One way of thinking about it is that the house is really a robot itself. It takes that input from sensors, it reacts to it, and then it does something. That’s really what the house does. It senses the needs of the occupants, and then it reacts.

COMPUTER VOICE:
Great, Alice. Thanks for taking your medication. Now don’t forget to take a glass of water and swallow all of your pills. I’ll talk to you tomorrow. Bye.

JOHN BERTOTY:
We think of green technology as something that is an option. Well, you know what, it’s not an option anymore. Our average gas bill to heat this house is about $43 a month.

We want to develop technology that will enable older citizens and those with handicaps to live at home, safer, healthier, happier, more efficiently, for as long as they want to. We want to be able to develop technology that will take them from what they can do to what they want to do. It’s restoring people’s dignity.

MICHELLE JOHNSON:
Just because an individual is diagnosed with autism doesn’t mean that they do not want to be social, that they do not want friends. Because it’s the exact opposite, of course. They want to learn how to be social, and they want to have a friend.

How Spectrum Charter School started … it was back in 1998, and it was a grass roots group of mostly parents, some professional psychologists, psychiatrists, some mental health agencies. And basically they knew that there was a gap in the system. The gap in the educational system was secondary education, and it was transition school-to-work, and it was for the autistic population.

Spectrum Charter School’s academic curriculum is threefold: it is your traditional academics, science, history, math, civics; it is your independent living skills, your basic knowledge skills; and it is your school-to-work transitional skills.

Our curriculum is also in line with the PA standards.

Spectrum Charter School’s approach to improving socialization skills of our students is twofold: it is informal and it is formal. Formal is when we have social therapists come in and work with our students as a group. The other part of our socialization program is informal. It’s socialization skills talked about or taught in our classrooms, in the hallways and out in the community.

I think what we do give our students here which is difficult in maybe a traditional environment is time. We are a small school. We are highly staffed, and we are able to work with our students in regards to one-on-one socialization skills if and when they need it.

I feel that we are a safety net for our students. I have heard from families in regards to what’s happening here and how it changes the home life dynamics. Different parents will say that the son or daughter is a lot happier -- at home, and with themselves.

D.J. STEMMLER:
The Center for Assistive Technology provides evaluations and recommendations and training in reference to assistive devices. Many people don’t know what assistive devices are. Assistive technology is defined as any product, device or service, whether it’s off-the-shelf or customized, that can improve somebody’s functional independence.

A simple thing like wheelchair could be considered assistive technology. Communication devices. Simple reaching devices, or ADL devices that allow somebody to do something more independently or independently. That’s what assistive technology is.

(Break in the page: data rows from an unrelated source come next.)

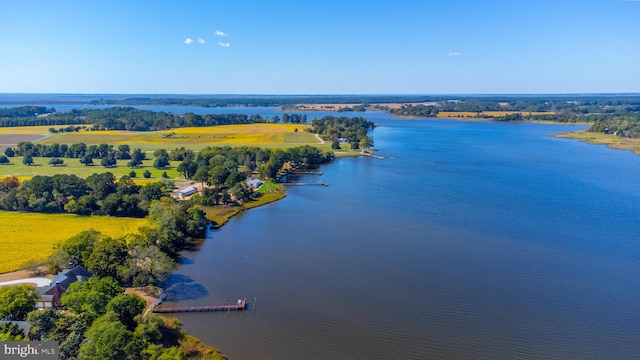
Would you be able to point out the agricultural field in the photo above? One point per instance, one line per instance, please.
(195, 138)
(41, 166)
(31, 236)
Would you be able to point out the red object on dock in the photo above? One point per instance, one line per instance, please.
(240, 305)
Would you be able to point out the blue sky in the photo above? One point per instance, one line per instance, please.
(320, 47)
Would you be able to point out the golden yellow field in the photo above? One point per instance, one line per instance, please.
(27, 130)
(30, 236)
(194, 137)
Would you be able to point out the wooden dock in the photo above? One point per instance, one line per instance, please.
(305, 184)
(306, 172)
(240, 305)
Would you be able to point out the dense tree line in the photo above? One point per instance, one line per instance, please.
(128, 118)
(623, 126)
(352, 130)
(24, 111)
(99, 194)
(225, 169)
(102, 322)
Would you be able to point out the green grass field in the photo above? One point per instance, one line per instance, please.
(610, 140)
(195, 138)
(30, 236)
(72, 166)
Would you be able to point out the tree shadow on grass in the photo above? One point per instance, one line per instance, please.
(180, 288)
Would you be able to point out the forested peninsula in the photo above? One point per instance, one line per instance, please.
(100, 319)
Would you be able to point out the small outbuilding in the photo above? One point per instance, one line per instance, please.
(183, 193)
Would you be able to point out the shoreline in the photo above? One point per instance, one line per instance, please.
(610, 140)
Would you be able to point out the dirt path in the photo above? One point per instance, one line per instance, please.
(22, 274)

Our clinic is a little bit different in that, instead of it being one discipline, like occupational therapy or physical therapy, all the disciplines are focused around assistive technology. So our core is assistive technology but we have occupational therapists, physical therapists, speech and language therapists, audiologists, rehab engineers, a machinist, physiatrists. So we have a whole collection of professionals that have a lot of good experience and focus in the assistive technology area.

People with disabilities are often looked at as needing something special, needing something over and above and beyond what the regular employee needs. And that’s often not the case. Typically, what the person with the disability needs is a chance.